Tries: Hicks (3), Atkins (2), Anderson. Goals: Westwood (3).

Leeds: Brent Webb, Lee Smith, Brett Delaney, Keith Senior, Ryan Hall, Danny McGuire, Rob Burrow, Kylie Leuluai, Danny Buderus, Chris Clarkson, Jamie Jones-Buchanan, Ryan Bailey, Kevin Sinfield (c),

Replacements: Ian Kirke, Matt Diskin, Greg Eastwood, Carl Ablett Coach: Brian McClennan

Tries: Smith Goals: Sinfield.

==UK Broadcasting rights==
Selected matches were televised solely by the BBC.

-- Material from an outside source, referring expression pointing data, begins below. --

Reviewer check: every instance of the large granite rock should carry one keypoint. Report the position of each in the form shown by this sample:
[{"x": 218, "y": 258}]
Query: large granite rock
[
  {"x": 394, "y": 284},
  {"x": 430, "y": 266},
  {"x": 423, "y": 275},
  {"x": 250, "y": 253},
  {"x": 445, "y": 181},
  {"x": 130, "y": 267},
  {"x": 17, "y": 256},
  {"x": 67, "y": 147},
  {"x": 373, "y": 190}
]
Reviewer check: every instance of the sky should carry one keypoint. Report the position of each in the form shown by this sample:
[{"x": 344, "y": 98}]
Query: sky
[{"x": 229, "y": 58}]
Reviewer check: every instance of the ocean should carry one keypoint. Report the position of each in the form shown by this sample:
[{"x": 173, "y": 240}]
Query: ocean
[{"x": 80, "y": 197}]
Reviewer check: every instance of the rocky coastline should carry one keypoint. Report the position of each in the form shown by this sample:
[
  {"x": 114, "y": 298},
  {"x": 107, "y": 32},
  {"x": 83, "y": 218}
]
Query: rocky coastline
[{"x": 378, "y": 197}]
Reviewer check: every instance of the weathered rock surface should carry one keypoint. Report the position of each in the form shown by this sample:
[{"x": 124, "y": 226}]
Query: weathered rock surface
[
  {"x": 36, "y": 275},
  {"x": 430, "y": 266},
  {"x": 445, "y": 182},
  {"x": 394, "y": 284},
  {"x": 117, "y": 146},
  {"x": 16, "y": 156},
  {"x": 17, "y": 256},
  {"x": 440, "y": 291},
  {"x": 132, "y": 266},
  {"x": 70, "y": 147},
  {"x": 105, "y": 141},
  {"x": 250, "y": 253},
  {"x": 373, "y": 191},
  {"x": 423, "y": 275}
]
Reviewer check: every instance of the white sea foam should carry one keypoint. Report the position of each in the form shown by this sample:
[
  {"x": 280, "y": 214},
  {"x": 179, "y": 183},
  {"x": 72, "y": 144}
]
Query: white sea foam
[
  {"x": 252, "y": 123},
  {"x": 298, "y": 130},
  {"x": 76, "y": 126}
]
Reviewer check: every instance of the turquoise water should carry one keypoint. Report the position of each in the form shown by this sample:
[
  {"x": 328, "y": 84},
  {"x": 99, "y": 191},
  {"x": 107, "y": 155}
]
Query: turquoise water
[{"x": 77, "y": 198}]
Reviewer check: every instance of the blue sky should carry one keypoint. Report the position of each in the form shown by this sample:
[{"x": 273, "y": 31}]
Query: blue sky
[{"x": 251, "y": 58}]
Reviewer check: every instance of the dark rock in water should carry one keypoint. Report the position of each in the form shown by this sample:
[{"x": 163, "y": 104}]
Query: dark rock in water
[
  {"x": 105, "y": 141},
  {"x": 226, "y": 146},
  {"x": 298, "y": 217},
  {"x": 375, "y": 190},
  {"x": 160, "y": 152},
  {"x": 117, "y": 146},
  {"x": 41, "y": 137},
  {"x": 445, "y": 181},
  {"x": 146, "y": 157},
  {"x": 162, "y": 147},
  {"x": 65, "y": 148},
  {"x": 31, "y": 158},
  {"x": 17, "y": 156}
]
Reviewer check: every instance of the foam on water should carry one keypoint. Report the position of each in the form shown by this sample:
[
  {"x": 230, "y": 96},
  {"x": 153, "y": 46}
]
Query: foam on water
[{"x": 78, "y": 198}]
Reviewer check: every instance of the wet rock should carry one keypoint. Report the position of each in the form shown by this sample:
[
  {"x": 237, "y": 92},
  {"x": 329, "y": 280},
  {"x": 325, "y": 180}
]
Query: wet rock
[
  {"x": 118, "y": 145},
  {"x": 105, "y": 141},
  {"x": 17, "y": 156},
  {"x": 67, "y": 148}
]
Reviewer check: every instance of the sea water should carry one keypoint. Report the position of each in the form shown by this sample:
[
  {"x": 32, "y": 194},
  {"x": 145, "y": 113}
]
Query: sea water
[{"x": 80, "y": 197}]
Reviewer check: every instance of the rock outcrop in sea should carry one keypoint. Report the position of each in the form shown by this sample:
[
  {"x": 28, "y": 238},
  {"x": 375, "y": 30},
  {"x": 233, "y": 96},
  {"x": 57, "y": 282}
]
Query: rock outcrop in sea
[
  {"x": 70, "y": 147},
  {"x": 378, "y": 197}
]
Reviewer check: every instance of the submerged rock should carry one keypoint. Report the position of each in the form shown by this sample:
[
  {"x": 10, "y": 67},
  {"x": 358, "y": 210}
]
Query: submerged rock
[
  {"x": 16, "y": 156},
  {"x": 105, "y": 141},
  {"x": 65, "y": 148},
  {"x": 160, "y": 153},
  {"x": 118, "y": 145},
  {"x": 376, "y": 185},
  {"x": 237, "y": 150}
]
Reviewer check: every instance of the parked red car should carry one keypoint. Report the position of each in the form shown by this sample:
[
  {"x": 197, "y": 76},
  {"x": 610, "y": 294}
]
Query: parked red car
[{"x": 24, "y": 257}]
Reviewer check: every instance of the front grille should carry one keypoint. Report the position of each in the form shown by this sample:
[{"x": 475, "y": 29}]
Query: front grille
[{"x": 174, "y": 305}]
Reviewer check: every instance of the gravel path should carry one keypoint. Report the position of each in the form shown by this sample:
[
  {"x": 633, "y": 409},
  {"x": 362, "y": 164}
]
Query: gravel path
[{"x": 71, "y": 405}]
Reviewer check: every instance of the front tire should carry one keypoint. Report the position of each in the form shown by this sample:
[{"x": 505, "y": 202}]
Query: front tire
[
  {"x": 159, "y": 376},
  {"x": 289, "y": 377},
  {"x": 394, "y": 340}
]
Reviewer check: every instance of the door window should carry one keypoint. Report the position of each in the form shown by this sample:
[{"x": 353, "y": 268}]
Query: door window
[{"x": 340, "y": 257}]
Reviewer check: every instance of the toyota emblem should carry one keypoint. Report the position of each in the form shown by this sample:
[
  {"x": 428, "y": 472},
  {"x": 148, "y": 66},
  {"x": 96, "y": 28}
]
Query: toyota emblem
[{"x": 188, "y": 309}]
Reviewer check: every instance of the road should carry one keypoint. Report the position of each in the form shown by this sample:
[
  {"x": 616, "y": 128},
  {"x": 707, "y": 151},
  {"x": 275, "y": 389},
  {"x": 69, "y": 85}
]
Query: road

| Round | Live match | Date | BBC channel |
|---|---|---|---|
| Round 4 | Hull F.C. 24 – 48 Leeds Rhinos Huddersfield Giants 40 – 12 Hull Kingston Rovers | 17 April 2010 18 April 2010 | BBC One BBC Two |
| Round 5 | Huddersfield Giants 4 – 60 Warrington Wolves Crusaders 34 – 35 Catalans Dragons | 8 May 2010 9 May 2010 | BBC One^{1} BBC Two |
| Quarter-finals | Leeds Rhinos 12 – 10 Wigan Warriors Bradford Bulls 22 – 26 Warrington Wolves | 29 May 2010 30 May 2010 | BBC One BBC Two^{2} |
| Semi-finals | St. Helens 28 – 32 Leeds Rhinos Warrington Wolves 54 – 12 Catalans Dragons | 7 Aug 2010 8 Aug 2010 | BBC One BBC Two |
| Final | Leeds Rhinos 6 – 30 Warrington Wolves | 28 Aug 2010 | BBC One & BBC HD |

^{1} Coverage in Northern Ireland, Scotland and Wales started half an hour later.

^{2} Coverage in Northern Ireland started forty five minutes later.